At the same time my scenario for Syria was that I described Syria being like King Solomon in the story in the Qur’an of King Solomon. King Solomon was old and he was about to die. He beseeched allies and said, “How can I, the wisest man in the world, die in bed?” He said, “No, you can die standing up on two staffs, commanding the world of the djinn,” the genies. So he does and he dies. The genies see him and they think he is still alive. They continue to obey his last order until earth worms eat up his two staffs, his body falls, and only then do the genies realize that their fear of his last order and they start behaving, doing what they want.

And I said this is Syria. It is beginning to erode and it will erode into an Awali-stan, a jihadistan in the north, a tribal-istan, and the area in the south. Now, these projections, at the time that I made them, there was potential for these things to happen, and we have to divorce ourselves from the current event and to look at the underlying features of theater or the underlying features of an entire area in order to try and understand where they can lead. We are, therefore, looking at dramas, Syria and Iraq, and we have to look far beyond. So what I want to talk about tonight is the far beyond, another five years ahead and more.

First of all, Daesh, the idea that defeating Daesh militarily in Mosul or in Aleppo means the defeat of Daesh in general or what we would call the jihadi-Salafi movement is wrong. The ideology which feeds on the sense that the Sunnis in Iraq, for example, are the natural rulers, this is the cradle of the caliphs, and it is unacceptable that the Shiite Rafid, the Shiites, will rule that country.

They feel oppressed by the Shiites. The Shiite government of Iraq will not be able to restore its control over all of the Sunni areas. They will be able to do quite a lot of ethnic cleansing and massacres if the Iranians are willing to bring in as much firepower and military power as they need for that, but this will have a cost of exacerbating the sense of oppression by the Sunnis. So the jihadi movement itself we will see the end of like we saw the end of Al Qaeda. We got Al Qaeda 2.0 and we get Al Qaeda 3.0, and then we get ISIS 2.0 and ISIS 3.0. We have to understand this is an ideological movement, this is not a military movement.

I think the underlying feature of this region is something which I call strategic entropy. Entropy as everybody studied in school, the Second Law of Thermodynamics, says that the amount of energy which is expended from a system in moving from order to chaos is not enough to bring it back into order, and anybody who has ever tried to make an egg out of an omelette is aware of that. Try it.
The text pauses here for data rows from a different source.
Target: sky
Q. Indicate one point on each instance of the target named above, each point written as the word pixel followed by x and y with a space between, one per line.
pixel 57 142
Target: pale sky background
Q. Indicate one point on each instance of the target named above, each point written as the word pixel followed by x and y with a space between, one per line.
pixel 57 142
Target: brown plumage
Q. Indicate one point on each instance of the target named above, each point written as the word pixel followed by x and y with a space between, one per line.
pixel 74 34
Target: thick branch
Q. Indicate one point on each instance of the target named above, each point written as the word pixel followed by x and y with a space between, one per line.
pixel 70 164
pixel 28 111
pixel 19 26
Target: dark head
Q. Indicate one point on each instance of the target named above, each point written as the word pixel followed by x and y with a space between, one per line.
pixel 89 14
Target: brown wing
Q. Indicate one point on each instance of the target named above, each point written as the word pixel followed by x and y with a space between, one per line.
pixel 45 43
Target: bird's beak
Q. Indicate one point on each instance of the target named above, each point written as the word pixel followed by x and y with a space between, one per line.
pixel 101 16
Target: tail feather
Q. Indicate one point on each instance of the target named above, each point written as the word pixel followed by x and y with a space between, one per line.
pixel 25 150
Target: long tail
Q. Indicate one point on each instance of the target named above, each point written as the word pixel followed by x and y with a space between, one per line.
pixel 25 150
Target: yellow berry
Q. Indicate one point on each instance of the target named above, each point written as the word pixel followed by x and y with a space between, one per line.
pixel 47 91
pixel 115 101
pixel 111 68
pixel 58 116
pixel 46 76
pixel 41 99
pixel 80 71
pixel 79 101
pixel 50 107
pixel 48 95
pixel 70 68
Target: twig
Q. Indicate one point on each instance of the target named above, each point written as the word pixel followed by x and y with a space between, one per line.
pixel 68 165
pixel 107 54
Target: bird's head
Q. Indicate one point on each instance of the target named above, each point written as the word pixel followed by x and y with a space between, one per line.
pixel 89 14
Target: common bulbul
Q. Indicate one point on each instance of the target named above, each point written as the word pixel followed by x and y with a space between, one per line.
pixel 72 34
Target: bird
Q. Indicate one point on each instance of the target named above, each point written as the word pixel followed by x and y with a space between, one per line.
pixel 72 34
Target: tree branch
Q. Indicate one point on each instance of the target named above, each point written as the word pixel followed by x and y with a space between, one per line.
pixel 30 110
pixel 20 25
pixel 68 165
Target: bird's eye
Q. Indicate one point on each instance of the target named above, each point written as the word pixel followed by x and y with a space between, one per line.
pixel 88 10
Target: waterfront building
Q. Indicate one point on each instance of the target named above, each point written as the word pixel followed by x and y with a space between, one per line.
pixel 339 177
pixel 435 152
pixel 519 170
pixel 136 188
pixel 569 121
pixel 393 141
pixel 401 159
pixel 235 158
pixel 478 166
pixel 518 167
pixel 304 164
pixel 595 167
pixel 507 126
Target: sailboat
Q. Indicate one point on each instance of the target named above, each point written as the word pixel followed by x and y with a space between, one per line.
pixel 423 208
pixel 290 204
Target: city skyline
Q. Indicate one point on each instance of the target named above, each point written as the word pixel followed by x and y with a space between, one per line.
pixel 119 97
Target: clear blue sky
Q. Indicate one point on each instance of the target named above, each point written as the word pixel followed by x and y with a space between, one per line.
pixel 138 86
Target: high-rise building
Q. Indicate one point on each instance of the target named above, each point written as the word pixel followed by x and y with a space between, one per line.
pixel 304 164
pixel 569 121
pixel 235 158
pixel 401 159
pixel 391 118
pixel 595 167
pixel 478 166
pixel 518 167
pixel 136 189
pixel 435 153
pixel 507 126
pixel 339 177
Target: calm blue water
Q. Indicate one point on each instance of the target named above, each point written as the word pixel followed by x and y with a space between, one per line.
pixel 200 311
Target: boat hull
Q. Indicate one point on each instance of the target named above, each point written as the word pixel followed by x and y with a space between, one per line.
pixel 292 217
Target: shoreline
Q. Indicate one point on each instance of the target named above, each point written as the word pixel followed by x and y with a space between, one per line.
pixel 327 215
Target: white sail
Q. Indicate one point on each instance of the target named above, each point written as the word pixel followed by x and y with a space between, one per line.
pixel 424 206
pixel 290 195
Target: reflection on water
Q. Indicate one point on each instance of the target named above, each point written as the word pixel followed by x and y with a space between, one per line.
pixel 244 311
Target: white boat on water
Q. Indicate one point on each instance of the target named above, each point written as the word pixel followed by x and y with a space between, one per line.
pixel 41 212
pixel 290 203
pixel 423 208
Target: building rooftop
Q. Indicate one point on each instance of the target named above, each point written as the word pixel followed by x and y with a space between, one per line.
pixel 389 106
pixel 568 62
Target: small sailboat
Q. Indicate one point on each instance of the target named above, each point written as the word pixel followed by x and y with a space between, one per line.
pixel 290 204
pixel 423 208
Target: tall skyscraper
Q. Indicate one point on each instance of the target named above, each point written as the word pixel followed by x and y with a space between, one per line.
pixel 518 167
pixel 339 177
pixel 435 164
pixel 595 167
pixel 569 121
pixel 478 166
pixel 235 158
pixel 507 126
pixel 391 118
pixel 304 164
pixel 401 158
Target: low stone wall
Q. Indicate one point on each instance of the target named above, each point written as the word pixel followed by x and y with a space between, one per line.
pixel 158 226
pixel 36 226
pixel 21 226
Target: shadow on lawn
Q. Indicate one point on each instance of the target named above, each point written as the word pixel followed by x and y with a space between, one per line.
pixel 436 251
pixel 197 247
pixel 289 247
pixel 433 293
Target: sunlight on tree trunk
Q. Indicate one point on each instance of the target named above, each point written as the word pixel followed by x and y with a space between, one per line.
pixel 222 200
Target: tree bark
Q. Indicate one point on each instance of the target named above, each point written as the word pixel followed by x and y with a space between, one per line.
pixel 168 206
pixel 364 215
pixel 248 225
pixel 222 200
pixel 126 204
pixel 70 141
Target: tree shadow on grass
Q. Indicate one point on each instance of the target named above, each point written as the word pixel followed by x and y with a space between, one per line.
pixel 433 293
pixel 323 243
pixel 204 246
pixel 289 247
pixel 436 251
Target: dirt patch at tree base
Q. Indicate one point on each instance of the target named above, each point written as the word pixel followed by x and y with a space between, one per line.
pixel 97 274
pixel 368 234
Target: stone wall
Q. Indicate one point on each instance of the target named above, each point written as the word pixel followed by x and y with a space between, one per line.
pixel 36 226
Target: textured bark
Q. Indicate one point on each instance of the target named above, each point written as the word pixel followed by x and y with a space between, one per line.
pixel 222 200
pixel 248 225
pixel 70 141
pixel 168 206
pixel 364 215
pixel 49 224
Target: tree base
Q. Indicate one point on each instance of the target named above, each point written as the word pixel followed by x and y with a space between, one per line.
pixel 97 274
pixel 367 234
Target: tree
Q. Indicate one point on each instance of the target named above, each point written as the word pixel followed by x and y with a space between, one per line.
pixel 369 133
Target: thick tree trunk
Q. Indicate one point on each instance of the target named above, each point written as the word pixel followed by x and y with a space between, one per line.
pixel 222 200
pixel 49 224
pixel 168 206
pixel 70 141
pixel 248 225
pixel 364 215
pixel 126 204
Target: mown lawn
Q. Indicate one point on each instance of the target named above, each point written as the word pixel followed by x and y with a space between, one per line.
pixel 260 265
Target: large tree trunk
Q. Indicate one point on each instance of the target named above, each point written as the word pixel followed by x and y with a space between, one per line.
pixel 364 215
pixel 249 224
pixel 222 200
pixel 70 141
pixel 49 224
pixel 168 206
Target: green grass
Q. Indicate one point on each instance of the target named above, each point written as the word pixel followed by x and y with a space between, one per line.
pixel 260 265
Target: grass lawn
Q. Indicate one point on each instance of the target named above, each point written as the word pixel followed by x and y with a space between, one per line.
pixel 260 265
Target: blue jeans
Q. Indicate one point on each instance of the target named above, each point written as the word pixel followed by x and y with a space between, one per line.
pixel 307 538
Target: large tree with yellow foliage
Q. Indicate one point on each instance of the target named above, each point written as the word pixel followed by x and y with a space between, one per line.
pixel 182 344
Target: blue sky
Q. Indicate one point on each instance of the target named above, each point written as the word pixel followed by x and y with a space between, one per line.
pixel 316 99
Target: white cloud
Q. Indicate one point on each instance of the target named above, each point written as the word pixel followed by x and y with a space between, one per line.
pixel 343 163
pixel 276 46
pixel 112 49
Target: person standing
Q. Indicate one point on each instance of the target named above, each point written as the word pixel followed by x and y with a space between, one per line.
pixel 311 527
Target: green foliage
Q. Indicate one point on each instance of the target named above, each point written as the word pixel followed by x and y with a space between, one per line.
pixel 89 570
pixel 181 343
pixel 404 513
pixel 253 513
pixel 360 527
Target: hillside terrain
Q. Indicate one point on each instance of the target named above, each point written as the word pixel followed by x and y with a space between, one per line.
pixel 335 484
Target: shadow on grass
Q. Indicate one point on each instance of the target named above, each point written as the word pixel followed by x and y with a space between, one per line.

This means that if we look at what has happened today, the disintegration of the Middle East, first of all, Iraq will not be a country again. Syria will not be one country again. Libya will not be one country again. Yemen will not be one country. As we see, I think a very good case is that Somalia, which turned into a non-country many, many years ago, continues to have a representation in the United Nations, etc., but it is not one country. So this is going to be the situation.

Now the question is what do we have instead? We have a tendency to think that everything must be replaced by something similar to what it was. This is I think because in orderly societies if a government falls in a parliamentary system, there is another government formed. If a president dies, there is a vice president who takes his place. There is always something that comes instead.

But let us imagine that a regime can fall in Syria without a regime taking its place. A country can disintegrate and no country can take its place. It can just remain disintegrated for many, many years. Now, if we look back at history there are quite a few cases of that, of very fluid changes in borders, of warlordships which are in flux and always moving around, etc. It is not something which is alien to human history, but for some reason we are too focused on the Westphalian states that we do not understand that for most of history there were not strict borders but tribal frontiers.

I was involved in a project for DIA and we had a number of days of discussions and this was about three years back. It was actually the advent of ISIS, and a woman from Langley said to me do I understand you right? Are you trying to say that Sykes-Picot is dead?